Planet Four
January 9, 2013 6:28 AM   Subscribe

With the help of Stargazing Live, 10,506 citizen scientists are exploring the surface of Mars like never before.
posted by Dr. Fetish (8 comments total) 7 users marked this as a favorite
 
Citizen! Science!
posted by joecacti at 6:43 AM on January 9, 2013 [1 favorite]


Works fine on my iPad 1. I imagine I'll be using it even more now.
posted by curious nu at 7:26 AM on January 9, 2013


Interesting notion of leveraging human inquisitiveness coupled with the child-like "look, I'm helping" attribute of untrained fools/slaves generating data that will probably end up tweeted with the #overlyhonestmethods hashtag of:
#overlyhonestmethods identified penis shaped sublimation fan on surface of Mars using unverified, group sourced chart
posted by coachfortner at 8:22 AM on January 9, 2013 [1 favorite]


WHoa that's fun! And scientistic!
posted by Mister_A at 8:26 AM on January 9, 2013


Speaking as a one-time science educator, the value to the individual of this kind of recruitment is inferior even to most third-grade science courses. And that's saying something.

'Circle this black blob' is not learning science. Maybe the creators of these sites ought to stop to realize they owe something to the people they're trying to lineup as grunt volunteers, like the grads and undergrads who used to get corralled into the endlessly boring job of looking at bubble-chamber pictures.

The same goes for 95% of the 'citizen scientist' (at least one of those words is ironic in the context) sites I've checked out. Typically they take, take, take for a long time before they ask themselves what they're giving back. At least when Seti-At-Home did that, all they asked for was cycles.
posted by Twang at 9:14 AM on January 9, 2013


At least when Seti-At-Home did that, all they asked for was cycles.

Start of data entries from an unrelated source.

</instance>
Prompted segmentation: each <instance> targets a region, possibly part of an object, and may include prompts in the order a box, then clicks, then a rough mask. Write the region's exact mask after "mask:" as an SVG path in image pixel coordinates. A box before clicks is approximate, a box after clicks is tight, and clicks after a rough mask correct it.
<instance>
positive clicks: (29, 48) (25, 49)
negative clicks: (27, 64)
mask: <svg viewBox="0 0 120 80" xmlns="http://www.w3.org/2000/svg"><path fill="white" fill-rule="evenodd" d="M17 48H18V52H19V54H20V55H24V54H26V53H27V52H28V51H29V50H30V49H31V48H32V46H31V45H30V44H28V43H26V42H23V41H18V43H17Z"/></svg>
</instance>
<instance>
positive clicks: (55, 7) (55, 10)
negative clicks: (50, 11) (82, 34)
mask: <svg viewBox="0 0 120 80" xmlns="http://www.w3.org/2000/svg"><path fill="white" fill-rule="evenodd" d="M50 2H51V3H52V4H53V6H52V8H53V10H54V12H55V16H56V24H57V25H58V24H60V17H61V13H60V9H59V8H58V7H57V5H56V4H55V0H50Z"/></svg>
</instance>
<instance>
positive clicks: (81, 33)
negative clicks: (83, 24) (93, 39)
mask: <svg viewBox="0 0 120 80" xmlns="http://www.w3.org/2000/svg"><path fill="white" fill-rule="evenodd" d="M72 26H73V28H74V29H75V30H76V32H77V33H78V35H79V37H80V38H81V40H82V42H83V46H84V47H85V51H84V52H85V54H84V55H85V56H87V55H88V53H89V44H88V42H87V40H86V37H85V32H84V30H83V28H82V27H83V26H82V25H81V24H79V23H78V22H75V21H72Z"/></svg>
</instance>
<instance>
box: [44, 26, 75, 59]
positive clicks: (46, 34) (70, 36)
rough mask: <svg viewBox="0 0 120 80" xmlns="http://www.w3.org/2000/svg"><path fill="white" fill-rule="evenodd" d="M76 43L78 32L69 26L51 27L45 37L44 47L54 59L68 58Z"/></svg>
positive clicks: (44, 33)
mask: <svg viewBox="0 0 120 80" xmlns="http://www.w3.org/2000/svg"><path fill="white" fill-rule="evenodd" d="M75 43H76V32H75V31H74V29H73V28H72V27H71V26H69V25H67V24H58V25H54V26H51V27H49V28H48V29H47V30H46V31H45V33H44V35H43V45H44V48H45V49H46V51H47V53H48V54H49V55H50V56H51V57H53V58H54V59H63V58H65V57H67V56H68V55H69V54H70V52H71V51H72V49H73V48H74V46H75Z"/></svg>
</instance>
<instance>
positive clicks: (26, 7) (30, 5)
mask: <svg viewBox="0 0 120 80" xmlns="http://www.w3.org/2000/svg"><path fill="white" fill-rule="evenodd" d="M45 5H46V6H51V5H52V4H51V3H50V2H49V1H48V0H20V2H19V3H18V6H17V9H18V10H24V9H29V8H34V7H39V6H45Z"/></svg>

I couldn't get anything to show up, so apparently that site asks for more cycles than my computer is willing to give.
posted by benito.strauss at 9:58 AM on January 9, 2013


Martian version of Previously *ocean floor content.
posted by PistachioRoux at 2:13 PM on January 9, 2013


At a summer work study job in college I made a program that was used to identify abnormalities in photographs much like this. And that was before I really knew how to program. In what way is this useful? I can see circling interesting features, but circling "dark spots" is trivial.